Research and Development Expenses: Research and development expenses were $45.2 million and $14.6 million for the year and quarter ended December 31, 2018, respectively as compared to $28.8 million and $6.7 million for the year and quarter ended December 31, 2017, respectively. The increase in research and development expenses for the year and quarter primarily related to investigational new drug application ("IND")-enabling costs associated with ARV-110 and ARV-471 in addition to increases in costs associated with our discovery operations.

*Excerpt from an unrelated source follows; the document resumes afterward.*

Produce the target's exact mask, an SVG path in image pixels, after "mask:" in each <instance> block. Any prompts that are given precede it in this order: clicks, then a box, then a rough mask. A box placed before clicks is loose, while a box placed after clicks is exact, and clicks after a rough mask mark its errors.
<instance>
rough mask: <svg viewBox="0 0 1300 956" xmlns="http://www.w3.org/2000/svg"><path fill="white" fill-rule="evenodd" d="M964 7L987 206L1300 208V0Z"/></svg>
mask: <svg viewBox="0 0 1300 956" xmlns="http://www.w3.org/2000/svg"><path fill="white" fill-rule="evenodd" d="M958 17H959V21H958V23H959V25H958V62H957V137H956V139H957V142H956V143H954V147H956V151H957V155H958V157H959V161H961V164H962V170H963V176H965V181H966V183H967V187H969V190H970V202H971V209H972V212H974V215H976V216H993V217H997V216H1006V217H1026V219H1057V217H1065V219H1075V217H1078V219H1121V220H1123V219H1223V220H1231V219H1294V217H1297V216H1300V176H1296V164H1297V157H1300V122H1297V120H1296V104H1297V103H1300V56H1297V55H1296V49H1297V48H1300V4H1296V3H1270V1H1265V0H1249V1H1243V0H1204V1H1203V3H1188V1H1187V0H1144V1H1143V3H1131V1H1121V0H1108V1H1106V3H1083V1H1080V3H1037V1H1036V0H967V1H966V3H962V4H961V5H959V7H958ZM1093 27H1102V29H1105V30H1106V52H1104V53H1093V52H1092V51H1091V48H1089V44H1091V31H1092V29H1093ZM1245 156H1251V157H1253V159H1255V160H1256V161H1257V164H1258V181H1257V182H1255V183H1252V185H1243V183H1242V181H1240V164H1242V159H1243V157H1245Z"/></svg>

General and Administrative Expenses: General and administrative expenses were $12.9 million and $5.8 million for the year and quarter ended December 31, 2018, respectively as compared to $3.5 million and $1.2 million for the year and quarter ended December 31, 2017, respectively. The increase in general and administrative expenses for the year and quarter primarily relate to increases in our infrastructure in preparation of becoming a publicly traded company.

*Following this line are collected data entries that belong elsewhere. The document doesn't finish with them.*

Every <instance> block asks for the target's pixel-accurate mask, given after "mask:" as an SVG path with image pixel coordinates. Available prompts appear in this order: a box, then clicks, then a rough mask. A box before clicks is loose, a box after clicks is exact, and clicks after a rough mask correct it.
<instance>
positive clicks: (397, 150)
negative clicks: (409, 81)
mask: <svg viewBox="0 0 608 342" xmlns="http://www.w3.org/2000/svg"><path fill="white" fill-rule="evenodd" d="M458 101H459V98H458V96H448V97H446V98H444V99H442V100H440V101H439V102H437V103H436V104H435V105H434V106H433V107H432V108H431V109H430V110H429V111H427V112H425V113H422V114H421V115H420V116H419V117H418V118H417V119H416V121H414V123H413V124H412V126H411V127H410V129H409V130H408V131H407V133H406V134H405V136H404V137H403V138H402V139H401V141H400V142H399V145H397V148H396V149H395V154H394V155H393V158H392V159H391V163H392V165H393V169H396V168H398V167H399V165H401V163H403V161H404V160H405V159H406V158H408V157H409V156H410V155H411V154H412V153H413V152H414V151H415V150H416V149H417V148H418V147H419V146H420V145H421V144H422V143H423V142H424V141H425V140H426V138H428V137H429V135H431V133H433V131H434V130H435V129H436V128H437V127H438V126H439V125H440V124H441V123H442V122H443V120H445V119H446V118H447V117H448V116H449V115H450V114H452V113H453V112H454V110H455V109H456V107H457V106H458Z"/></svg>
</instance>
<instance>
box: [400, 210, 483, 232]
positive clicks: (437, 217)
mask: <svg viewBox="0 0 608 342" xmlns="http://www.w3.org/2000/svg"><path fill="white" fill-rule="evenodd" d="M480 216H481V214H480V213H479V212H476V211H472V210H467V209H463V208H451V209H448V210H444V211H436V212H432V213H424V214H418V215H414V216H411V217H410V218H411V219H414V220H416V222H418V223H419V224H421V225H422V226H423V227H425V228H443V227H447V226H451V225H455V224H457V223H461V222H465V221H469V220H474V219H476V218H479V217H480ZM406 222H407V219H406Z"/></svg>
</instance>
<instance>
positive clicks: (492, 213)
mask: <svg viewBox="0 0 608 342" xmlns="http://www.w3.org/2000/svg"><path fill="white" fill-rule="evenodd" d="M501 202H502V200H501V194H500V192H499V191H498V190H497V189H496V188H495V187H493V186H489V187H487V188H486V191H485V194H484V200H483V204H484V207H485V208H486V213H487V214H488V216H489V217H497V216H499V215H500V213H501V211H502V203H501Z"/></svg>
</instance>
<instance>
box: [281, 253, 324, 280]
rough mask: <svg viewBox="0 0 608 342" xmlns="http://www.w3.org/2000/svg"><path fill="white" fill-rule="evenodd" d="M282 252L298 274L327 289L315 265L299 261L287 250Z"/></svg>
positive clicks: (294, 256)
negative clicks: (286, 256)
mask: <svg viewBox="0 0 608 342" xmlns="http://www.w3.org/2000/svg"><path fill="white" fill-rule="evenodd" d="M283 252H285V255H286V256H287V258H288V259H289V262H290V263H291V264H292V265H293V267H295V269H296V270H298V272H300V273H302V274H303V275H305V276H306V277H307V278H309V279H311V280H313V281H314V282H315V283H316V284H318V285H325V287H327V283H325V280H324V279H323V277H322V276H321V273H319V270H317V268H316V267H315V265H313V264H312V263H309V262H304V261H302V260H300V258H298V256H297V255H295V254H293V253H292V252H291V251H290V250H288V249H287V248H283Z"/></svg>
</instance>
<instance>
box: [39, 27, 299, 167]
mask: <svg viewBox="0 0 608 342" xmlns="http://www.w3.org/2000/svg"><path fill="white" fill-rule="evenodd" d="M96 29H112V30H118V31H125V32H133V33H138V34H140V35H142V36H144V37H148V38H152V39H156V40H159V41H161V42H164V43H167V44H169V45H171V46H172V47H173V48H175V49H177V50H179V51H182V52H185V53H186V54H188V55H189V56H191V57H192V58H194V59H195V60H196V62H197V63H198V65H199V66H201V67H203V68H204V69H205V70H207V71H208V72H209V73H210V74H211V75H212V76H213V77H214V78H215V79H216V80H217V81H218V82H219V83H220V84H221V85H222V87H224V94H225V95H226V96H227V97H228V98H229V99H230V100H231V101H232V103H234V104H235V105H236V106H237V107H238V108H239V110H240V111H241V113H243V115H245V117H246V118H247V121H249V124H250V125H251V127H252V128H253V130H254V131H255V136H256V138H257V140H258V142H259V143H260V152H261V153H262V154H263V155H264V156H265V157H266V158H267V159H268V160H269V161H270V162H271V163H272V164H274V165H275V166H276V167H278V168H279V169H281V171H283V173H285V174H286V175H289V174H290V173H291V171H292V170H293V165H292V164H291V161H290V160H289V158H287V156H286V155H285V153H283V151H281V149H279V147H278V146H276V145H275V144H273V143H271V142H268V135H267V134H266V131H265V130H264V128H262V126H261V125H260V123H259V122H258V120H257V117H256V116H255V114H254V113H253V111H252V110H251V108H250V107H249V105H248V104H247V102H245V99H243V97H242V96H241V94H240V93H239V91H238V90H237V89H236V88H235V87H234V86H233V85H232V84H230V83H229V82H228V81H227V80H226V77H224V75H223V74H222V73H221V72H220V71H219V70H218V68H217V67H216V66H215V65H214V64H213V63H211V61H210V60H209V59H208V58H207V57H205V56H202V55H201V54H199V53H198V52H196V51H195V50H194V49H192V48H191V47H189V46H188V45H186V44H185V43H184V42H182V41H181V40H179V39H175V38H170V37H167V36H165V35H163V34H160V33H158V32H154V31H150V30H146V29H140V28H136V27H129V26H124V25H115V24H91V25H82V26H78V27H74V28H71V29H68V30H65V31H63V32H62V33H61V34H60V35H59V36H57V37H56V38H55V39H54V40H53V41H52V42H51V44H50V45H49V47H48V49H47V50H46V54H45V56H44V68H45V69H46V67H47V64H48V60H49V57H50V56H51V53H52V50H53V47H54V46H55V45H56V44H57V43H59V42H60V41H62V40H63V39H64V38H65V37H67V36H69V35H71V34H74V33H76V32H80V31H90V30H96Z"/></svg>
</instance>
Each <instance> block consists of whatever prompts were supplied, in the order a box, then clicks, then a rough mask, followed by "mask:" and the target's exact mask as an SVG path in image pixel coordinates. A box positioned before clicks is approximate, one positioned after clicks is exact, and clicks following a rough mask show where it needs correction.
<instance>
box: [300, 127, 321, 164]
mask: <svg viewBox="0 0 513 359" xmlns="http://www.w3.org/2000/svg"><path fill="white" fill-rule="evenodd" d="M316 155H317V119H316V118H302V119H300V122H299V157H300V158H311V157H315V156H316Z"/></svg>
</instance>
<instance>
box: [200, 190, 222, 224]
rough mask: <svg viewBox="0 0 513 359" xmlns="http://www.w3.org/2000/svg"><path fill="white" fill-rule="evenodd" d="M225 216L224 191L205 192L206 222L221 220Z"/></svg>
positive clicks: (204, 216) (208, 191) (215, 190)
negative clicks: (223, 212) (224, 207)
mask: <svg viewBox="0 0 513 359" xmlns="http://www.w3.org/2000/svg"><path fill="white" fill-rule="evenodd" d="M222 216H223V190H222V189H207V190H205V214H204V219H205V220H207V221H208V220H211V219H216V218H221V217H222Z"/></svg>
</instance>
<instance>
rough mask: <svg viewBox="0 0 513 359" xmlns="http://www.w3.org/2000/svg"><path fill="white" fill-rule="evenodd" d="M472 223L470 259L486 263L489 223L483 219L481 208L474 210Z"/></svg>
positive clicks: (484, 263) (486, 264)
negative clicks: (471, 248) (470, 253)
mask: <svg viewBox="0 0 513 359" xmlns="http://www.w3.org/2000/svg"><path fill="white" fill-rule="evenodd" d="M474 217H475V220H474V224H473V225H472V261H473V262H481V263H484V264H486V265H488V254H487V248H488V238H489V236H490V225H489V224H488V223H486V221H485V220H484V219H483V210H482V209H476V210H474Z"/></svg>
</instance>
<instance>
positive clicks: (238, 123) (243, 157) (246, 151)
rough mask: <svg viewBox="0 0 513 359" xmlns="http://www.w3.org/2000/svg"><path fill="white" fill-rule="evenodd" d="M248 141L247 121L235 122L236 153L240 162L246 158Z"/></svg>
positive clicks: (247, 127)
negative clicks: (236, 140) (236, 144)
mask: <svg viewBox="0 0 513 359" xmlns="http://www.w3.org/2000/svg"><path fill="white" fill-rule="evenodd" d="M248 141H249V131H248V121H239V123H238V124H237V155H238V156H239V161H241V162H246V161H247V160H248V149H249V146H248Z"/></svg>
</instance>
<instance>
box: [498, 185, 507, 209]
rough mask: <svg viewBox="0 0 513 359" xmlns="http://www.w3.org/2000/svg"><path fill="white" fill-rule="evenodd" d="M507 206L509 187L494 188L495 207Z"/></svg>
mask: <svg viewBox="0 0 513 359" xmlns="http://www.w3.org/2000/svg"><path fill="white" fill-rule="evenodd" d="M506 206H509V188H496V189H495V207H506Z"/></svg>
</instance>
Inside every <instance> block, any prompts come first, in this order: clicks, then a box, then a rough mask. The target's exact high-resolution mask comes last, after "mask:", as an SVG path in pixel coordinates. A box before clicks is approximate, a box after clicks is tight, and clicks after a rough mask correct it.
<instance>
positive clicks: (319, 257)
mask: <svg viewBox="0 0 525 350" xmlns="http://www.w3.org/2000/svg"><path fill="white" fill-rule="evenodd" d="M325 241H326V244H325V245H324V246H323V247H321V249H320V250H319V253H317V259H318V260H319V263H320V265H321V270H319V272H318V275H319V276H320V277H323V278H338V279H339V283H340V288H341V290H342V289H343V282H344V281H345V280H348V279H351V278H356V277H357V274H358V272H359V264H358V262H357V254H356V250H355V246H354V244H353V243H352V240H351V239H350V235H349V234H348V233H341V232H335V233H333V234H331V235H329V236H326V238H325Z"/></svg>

Revenues: Revenue was $14.3 million and $3.4 million for the year and quarter ended December 31, 2018, respectively as compared to $7.6 million and $2.6 million for the year and quarter ended December 31, 2017, respectively. This increase in the year and quarter was due to an increase in license and rights to technology and research and development activities primarily related to the Pfizer collaboration agreement initiated in January 2018 and the expanded Genentech agreement that was initiated in November 2017.

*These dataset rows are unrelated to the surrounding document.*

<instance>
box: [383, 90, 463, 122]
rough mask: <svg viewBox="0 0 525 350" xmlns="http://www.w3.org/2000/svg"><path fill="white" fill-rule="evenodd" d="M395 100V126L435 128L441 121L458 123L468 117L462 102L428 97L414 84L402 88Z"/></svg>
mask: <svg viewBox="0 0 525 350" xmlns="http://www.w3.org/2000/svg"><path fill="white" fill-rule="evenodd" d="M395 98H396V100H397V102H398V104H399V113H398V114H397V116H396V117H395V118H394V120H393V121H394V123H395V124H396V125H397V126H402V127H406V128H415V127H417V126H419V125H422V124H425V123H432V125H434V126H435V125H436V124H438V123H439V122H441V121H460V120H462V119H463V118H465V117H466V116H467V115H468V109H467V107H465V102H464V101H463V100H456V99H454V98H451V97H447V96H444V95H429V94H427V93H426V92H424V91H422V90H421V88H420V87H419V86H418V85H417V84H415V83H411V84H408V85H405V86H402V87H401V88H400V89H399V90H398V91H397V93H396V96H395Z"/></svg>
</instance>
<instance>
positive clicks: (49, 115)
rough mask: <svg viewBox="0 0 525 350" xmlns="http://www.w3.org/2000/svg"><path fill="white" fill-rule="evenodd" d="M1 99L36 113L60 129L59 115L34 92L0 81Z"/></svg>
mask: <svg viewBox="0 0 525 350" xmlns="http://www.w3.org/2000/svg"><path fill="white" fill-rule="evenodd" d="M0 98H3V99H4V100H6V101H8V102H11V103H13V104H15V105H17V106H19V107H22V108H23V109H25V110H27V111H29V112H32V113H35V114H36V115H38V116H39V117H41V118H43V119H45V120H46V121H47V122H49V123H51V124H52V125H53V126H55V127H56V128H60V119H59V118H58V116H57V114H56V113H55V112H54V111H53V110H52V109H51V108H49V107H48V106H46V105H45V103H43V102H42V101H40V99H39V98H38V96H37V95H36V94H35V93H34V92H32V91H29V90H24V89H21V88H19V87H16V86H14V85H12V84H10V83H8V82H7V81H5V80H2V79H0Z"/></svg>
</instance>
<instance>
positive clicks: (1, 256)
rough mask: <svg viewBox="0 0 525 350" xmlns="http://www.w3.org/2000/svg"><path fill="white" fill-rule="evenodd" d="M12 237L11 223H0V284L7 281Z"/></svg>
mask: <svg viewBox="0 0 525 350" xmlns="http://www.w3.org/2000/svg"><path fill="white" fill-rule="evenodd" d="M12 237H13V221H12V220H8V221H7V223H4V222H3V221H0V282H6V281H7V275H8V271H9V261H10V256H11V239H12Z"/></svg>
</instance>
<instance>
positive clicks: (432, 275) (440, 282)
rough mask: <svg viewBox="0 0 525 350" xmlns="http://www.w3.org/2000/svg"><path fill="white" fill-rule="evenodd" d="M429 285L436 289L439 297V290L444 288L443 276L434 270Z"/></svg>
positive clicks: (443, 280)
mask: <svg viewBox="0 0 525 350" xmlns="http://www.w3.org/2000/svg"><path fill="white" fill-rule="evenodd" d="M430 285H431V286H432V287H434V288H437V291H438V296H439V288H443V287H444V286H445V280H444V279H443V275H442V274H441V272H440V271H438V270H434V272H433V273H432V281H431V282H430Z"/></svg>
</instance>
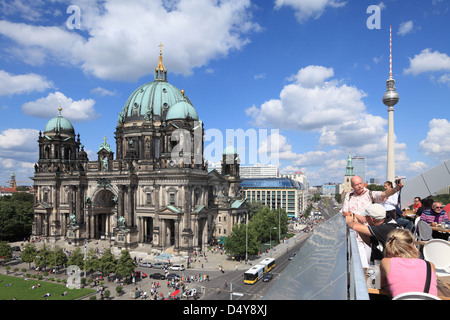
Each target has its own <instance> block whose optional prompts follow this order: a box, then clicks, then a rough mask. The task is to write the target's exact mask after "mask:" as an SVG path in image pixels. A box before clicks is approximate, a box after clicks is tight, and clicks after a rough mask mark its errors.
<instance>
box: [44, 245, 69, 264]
mask: <svg viewBox="0 0 450 320" xmlns="http://www.w3.org/2000/svg"><path fill="white" fill-rule="evenodd" d="M50 251H51V252H50V253H49V258H48V260H49V264H50V265H51V266H52V267H57V266H58V267H59V266H62V265H65V264H66V263H67V255H66V253H65V252H64V251H63V249H62V248H61V247H58V246H56V247H55V248H54V249H53V250H50ZM52 254H53V258H52Z"/></svg>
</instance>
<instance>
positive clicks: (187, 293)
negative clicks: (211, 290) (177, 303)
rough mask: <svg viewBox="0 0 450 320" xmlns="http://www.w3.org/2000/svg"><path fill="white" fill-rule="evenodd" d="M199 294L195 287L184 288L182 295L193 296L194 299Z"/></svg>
mask: <svg viewBox="0 0 450 320" xmlns="http://www.w3.org/2000/svg"><path fill="white" fill-rule="evenodd" d="M199 296H200V295H199V293H198V292H197V290H196V289H195V288H193V289H189V290H186V291H185V292H184V293H183V297H185V298H194V299H198V298H199Z"/></svg>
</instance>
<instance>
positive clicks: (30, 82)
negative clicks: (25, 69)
mask: <svg viewBox="0 0 450 320" xmlns="http://www.w3.org/2000/svg"><path fill="white" fill-rule="evenodd" d="M52 87H53V83H52V82H51V81H47V79H46V78H45V77H43V76H40V75H38V74H35V73H27V74H21V75H14V74H10V73H8V72H6V71H4V70H0V96H3V95H13V94H23V93H30V92H33V91H38V92H42V91H44V90H46V89H49V88H52Z"/></svg>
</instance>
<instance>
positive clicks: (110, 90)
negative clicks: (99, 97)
mask: <svg viewBox="0 0 450 320" xmlns="http://www.w3.org/2000/svg"><path fill="white" fill-rule="evenodd" d="M91 93H92V94H95V95H98V96H100V97H104V96H115V95H116V94H117V92H116V90H114V91H111V90H108V89H105V88H102V87H97V88H94V89H92V90H91Z"/></svg>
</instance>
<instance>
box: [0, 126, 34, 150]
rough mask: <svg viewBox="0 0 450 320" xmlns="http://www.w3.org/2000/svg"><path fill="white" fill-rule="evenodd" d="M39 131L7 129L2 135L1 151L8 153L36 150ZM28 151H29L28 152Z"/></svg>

Net Loss: Net loss was $41.5 million and $16.1 million for the year and quarter ended December 31, 2018, respectively as compared to $24.0 million and $4.7 million for the year and quarter ended December 31, 2017, respectively. The increase in net loss for the year and quarter ended December 31, 2018 was primarily due to the progression of ARV-110 through IND-enabling activities, clinical trial start-up costs for ARV-110, the initiation of IND-enabling activities for ARV-471, investments in our discovery programs and investments in our infrastructure in preparation for becoming a publicly traded company offset by an increase in revenue primarily related to the expanded Genentech collaboration agreement initiated in November 2017 and the Pfizer collaboration agreement initiated in January 2018.

About ARV-110
ARV-110 is an orally-bioavailable PROTAC protein degrader designed to selectively target and degrade androgen receptor (AR). ARV-110 is being developed as a potential treatment for men with metastatic castration-resistant prostate cancer (mCRPC). ARV-110 has demonstrated activity in preclinical models of AR mutation or overexpression, both common mechanisms of resistance to currently available AR-targeted therapies. Arvinas believes the differentiated pharmacology of ARV-110, including its iterative activity, has the potential to translate into improved clinical outcomes for patients.

About ARV-471
ARV-471 is targeting the estrogen receptor (ER) for the treatment of women with locally advanced or metastatic ER+ / HER2- breast cancer. A Phase 1 clinical trial for ARV-471 in women with locally advanced or metastatic ER+ positive / HER2- negative breast cancer, is expected to begin in the third quarter of 2019 and preliminary clinical data is expected in 2020.